The company, which is on its farewell tour of the States, brings three quieter, relatively contemplative pieces, and one barn-burner.
Director William Forsythe's aesthetic, as evidenced by these dances,
suggests a mixture of contact improvisation and martial arts, performed
at breakneck speeds suggestive of Doug Varone.
It's tempting to read
The Room As It Was (2002), for four women on pointe and four men,
as a series of overlapping stories all taking place over time
in the same motel room—trysts, arguments, fights.
There are some exquisitely awkward contortions, feet locked behind
knees, ankles crossed.
A particularly fine passage features Jone San Martin and facing her partner: there is a series of slaps, quick grandes arabesques,
repositionings of the arms, culminating in the evening's first lift, a deft morsel of tenderness.
The Room is scored, except at the very end, to the dancers'
own grunts, sighs, smacks, and intakes of breath, and composer
Thom Willems keeps his music in the background for the next two pieces
as well, so far into the background that it becomes an
ambient murmur.
Duo (1996), danced by Jill Johnson and Natalie Thomas,
is the most allusive to classical forms.
A couple of times, each woman holds one arm out in traditional port de bras, while the other dangles at her side.
At another point, the two take poses on the floor that would not be wrong for the corps in a ballet by Petipa.
But everything else is 21st-century. The women, wearing transparent tops, are lit by fluorescent lights from a FOH grid that spills the light into the first few rows
of the audience. As company member Dana Caspersen notes in the program,
they pull time into an intricate, naked pattern in front of the curtain, close to the eyes of the audience.
They make percussive kicks down into the specially-laid floor;
the reason for the floor becomes clear at the end of the evening.
Almost all of their movements are twinned or mirrored, except when
Forsythe breaks the symmetry.
While the women in Duo rarely make contact,
(N.N.N.N.) (2002) is a ruck, a collegiate wrestling match for four men.
It's a bunch of guys in crowded bar, and a fight could break out
at any moment.
There's a gesture that's prominent in this piece: two dancers facing
each other and one lays his hand on the crown of the other's head.
Which sets up the sensory onslaught that is One Flat Thing, reproduced (2000).
From the back wall of the theater, fourteen dancers sprint onstage, dragging twenty aluminum banquet tables.

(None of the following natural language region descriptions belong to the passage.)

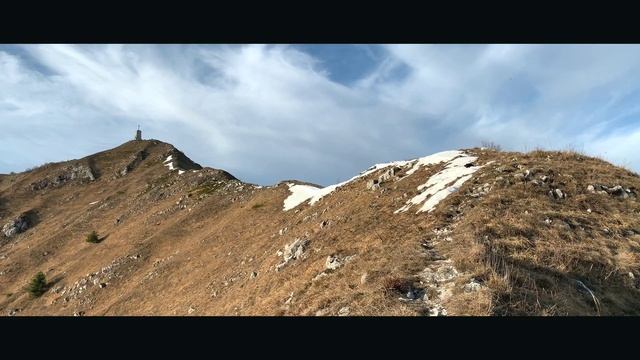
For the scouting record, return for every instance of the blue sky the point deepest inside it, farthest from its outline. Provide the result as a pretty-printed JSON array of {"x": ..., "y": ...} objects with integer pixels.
[{"x": 320, "y": 113}]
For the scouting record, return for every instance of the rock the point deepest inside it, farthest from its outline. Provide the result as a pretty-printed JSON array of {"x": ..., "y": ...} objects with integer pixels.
[
  {"x": 442, "y": 274},
  {"x": 618, "y": 191},
  {"x": 387, "y": 175},
  {"x": 15, "y": 226},
  {"x": 364, "y": 278},
  {"x": 333, "y": 261},
  {"x": 293, "y": 251},
  {"x": 344, "y": 311},
  {"x": 472, "y": 286},
  {"x": 411, "y": 295},
  {"x": 437, "y": 310},
  {"x": 557, "y": 194},
  {"x": 319, "y": 276}
]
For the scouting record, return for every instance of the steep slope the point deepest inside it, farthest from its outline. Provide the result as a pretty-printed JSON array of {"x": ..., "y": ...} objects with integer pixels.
[{"x": 474, "y": 232}]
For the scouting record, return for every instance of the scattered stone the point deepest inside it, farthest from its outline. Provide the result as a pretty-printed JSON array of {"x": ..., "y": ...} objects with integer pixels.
[
  {"x": 333, "y": 261},
  {"x": 437, "y": 310},
  {"x": 373, "y": 184},
  {"x": 364, "y": 278},
  {"x": 344, "y": 311},
  {"x": 557, "y": 194},
  {"x": 319, "y": 276},
  {"x": 472, "y": 286},
  {"x": 15, "y": 226},
  {"x": 411, "y": 295},
  {"x": 293, "y": 251},
  {"x": 388, "y": 175},
  {"x": 441, "y": 274}
]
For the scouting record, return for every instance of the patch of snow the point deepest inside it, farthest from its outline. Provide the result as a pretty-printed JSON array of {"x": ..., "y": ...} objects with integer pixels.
[
  {"x": 435, "y": 159},
  {"x": 313, "y": 194},
  {"x": 439, "y": 186},
  {"x": 299, "y": 194}
]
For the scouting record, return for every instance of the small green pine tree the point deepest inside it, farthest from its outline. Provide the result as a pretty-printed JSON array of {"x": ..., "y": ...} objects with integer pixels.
[
  {"x": 93, "y": 237},
  {"x": 38, "y": 285}
]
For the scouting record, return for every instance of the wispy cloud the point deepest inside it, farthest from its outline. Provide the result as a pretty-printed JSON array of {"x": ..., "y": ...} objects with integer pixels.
[{"x": 267, "y": 113}]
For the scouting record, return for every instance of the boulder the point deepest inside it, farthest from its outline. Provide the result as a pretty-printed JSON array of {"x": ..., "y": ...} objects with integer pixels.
[
  {"x": 292, "y": 251},
  {"x": 334, "y": 261},
  {"x": 15, "y": 226},
  {"x": 557, "y": 194},
  {"x": 472, "y": 286}
]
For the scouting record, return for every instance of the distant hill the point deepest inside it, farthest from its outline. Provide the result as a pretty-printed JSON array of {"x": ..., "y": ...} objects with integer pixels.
[{"x": 468, "y": 232}]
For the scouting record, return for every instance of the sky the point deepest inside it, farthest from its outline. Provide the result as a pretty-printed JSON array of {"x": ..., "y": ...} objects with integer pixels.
[{"x": 317, "y": 113}]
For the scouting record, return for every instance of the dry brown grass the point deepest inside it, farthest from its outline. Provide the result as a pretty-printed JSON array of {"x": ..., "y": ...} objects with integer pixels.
[{"x": 201, "y": 256}]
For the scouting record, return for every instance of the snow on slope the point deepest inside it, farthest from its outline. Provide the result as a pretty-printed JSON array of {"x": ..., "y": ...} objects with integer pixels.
[
  {"x": 299, "y": 194},
  {"x": 169, "y": 163},
  {"x": 302, "y": 193},
  {"x": 437, "y": 186}
]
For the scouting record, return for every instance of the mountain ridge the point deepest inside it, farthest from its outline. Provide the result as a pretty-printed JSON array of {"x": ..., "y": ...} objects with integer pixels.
[{"x": 461, "y": 232}]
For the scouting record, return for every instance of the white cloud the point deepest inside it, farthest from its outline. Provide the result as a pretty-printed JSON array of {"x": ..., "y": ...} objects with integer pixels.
[{"x": 267, "y": 113}]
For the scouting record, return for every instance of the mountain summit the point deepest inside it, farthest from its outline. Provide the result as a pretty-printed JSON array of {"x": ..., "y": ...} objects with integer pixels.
[{"x": 461, "y": 232}]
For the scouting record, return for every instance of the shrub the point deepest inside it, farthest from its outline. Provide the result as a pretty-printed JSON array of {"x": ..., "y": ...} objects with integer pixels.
[
  {"x": 93, "y": 238},
  {"x": 38, "y": 285}
]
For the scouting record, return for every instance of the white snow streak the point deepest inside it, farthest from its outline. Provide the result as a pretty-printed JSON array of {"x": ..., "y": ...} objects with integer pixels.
[
  {"x": 437, "y": 186},
  {"x": 314, "y": 194},
  {"x": 299, "y": 194}
]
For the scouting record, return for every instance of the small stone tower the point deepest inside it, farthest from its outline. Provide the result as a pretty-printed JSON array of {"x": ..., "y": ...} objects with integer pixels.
[{"x": 139, "y": 133}]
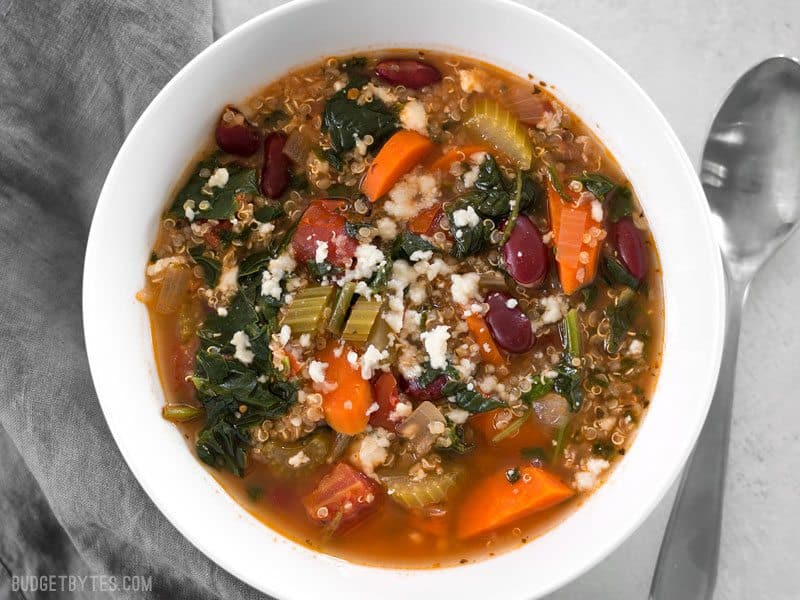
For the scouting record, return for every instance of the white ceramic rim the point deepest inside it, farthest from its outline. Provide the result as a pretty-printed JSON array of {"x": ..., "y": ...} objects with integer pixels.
[{"x": 335, "y": 577}]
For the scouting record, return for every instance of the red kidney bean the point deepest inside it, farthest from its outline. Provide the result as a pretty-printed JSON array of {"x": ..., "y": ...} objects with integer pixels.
[
  {"x": 408, "y": 72},
  {"x": 275, "y": 172},
  {"x": 525, "y": 254},
  {"x": 432, "y": 391},
  {"x": 241, "y": 139},
  {"x": 509, "y": 326},
  {"x": 630, "y": 246}
]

What follows is a third of an hour of barely controlled chaos, as the company uses the tables
- as barres, either singly or in pairs,
- as platforms to be danced or balanced on,
- as shelters to crouch beneath or to crawl under,
- as—what?—banisters to slide down, perhaps,
with a multiplicity of partners.
This is a dangerous business, and at times the cast deliberately
tips up a table or knocks it off its mark, setting themselves
the obstacle of getting the table back into position
and continuing the dance.
Willems' explosive score isn't quite the punishing music that he created for In the Middle, Somewhat Elevated, but it's loud
enough.
With the movable tables,
it's almost as if Forsythe has found a way to introduce a fourth spatial dimension into dance.
And the overlapping passages make you wonder whether he hasn't found
a key to time as well.
You watch, and you tell yourself that this much activity just isn't physically possible, and yet there it is.
I heard a lobby comment, "It's too much in one piece." Well, in the words of my one-time sister-in-law, chastised at the age of five or seven for piling too much food on her plate, "I like too much."